Witam się wtorkowo ;-)
Mnie dziś Andy rozłożył na łopatki jak przyniósł obiad. Wklejam fotę:-)
Dobranocki!
Mistrzostwo świata
:-):-):-).
Witam z rana. Mało się odzywam bo u nas ostatnio ciężkie nocki. Kolejna z rzędu prawie nieprzespana. Kurde co jest. Chyba to rzeczywiście ten skok rozwojowy. ech...nie mam siły.potem nadrobię zaległości jak Mały przyśnie, bo mam nadzieje ze w ogóle przyśnie choć na trochę w ciągu dnia.
A może ząbki?;-)
Kacperek wczoraj miał szczepienie. Po nim jak tylko widział moją mamę to od razu zaczynał płakać
Chyba od teraz będzie musiała go szczepić pielęgniarka bo już zaczyna kojarzyć co i jak.W dodatku musiał mu wczoraj mocno ciągnąć siusiaka bo zrobiła mu się okropna stulejka. Nie wiem czy to się nie skończy chirurgiem.
Oj chyba będzie lepiej jeśli w przyszłości będzie go szczepić pielęgniarka..
Po co ma Bidulek kojarzyć babcie z czymś nieprzyjemnym..;-)
Co do stulejki, to kompletnie się nie znam, ale mam nadzieję, że wszystko będzie ok.
ANNA Ty to masz dobrego M Ostatnio robi ci same ZAKUPY NIESPODZIANKI
To już chyba koniec niespodzianek na jakiś czas..;-) Przymierzamy się do kupna domu, więc musimy trochę przystopować z kasą..A wczoraj M mnie zastrzelił..
Zapytał czy jak już będziemy mieli chatę, to czy pozwolę mu kupić quada za 34.000 dkk
. W pierwszej chwili, odpowiedziałam mu, że chyba oszalał.. W końcu dom też trzeba będzie z czegoś umeblować..
Ech.. cI FACECI..;-)
CZec dziewczyny serdecznie witam. U nas noc rewelacyjna mały zjadł o 24 a potem spał do 7 zjadł mleczko i teraz sie bawi. DZIS MAMY SZCZEPIENIE I WIZYTE U LEKARZA BOJE SIE STRASZNIE. ODEZWE SIE WIECZORKIEM. MIŁEGO DZIONKA I POWODZENIA
Trzymam kciuki za szczepienie.. :-) Sama się trochę boję kolejnego..

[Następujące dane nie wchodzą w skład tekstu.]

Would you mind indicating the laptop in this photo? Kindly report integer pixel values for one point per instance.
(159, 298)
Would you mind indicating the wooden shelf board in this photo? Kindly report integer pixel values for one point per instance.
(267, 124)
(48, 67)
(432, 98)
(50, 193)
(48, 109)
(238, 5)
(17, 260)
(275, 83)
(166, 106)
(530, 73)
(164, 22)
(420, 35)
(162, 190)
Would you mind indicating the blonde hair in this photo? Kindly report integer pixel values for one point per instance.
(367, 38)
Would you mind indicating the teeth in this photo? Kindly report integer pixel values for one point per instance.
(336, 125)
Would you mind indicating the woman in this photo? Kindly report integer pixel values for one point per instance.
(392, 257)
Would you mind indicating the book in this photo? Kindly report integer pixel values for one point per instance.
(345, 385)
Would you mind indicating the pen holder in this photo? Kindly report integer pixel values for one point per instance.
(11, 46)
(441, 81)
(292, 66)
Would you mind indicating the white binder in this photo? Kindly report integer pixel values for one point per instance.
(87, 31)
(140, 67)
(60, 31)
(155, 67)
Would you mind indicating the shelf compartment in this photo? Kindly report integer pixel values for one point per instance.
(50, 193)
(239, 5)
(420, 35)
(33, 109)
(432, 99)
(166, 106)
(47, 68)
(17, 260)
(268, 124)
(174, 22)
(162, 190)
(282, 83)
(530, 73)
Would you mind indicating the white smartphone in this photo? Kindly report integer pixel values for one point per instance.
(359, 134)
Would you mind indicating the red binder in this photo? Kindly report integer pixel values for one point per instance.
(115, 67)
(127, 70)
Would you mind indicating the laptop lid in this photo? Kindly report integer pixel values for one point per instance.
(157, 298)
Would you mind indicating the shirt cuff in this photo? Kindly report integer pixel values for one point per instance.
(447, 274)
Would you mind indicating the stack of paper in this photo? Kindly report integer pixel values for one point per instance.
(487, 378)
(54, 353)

A ja mam dola Bez jakiejs wielkiej przyczyny Jest mi salobo i niedobrze strasznie Kreci mi sie w glowie Dostalam jedna jedyna plamke @ i na tyle Chodze wsciekla ale to chyba przez @ bo na nia czekam
G wyszedl OLi lezy i bawi sie sama Pozniej zakupy i spacer MOzxe mi sie poprawi jak wyjde na powietrze
Zrób sobie kawkę, zjedz coś słodkiego (może Ci brakuje ;-)?), wyjdź na spacerek i może poczujesz się lepiej?
Ja też nie umiem żyć bez słodyczy..:-)
To mój największy nałóg
. Dzień bez czegoś słodkiego, jest dla mnie dniem straconym..
Evelajna fajny obiad
Anna no to fajne łupy
Marma ale masz dobrze ze szczepienim, oj fajne wyjście ci sie zapowiada. Ja planuje wyjazd do Wrocka na maj czerwiec- zoo i japoński co ty na to???
Dorotko oj współczuje nocy
malena fajna decyzja, czyli szybko 2 kresek, to może jakieś spotkanko się uda, jak daleko masz do wrocka bo my 140 km
majeczko ja na sniadanie zjadłam bułke z nutelą bo tak mi się chcialo
Ja mieszkałam na biskupinie naprzeciw Arki 5 lat, a wczesniej rok na grabiszynku za Carfurem.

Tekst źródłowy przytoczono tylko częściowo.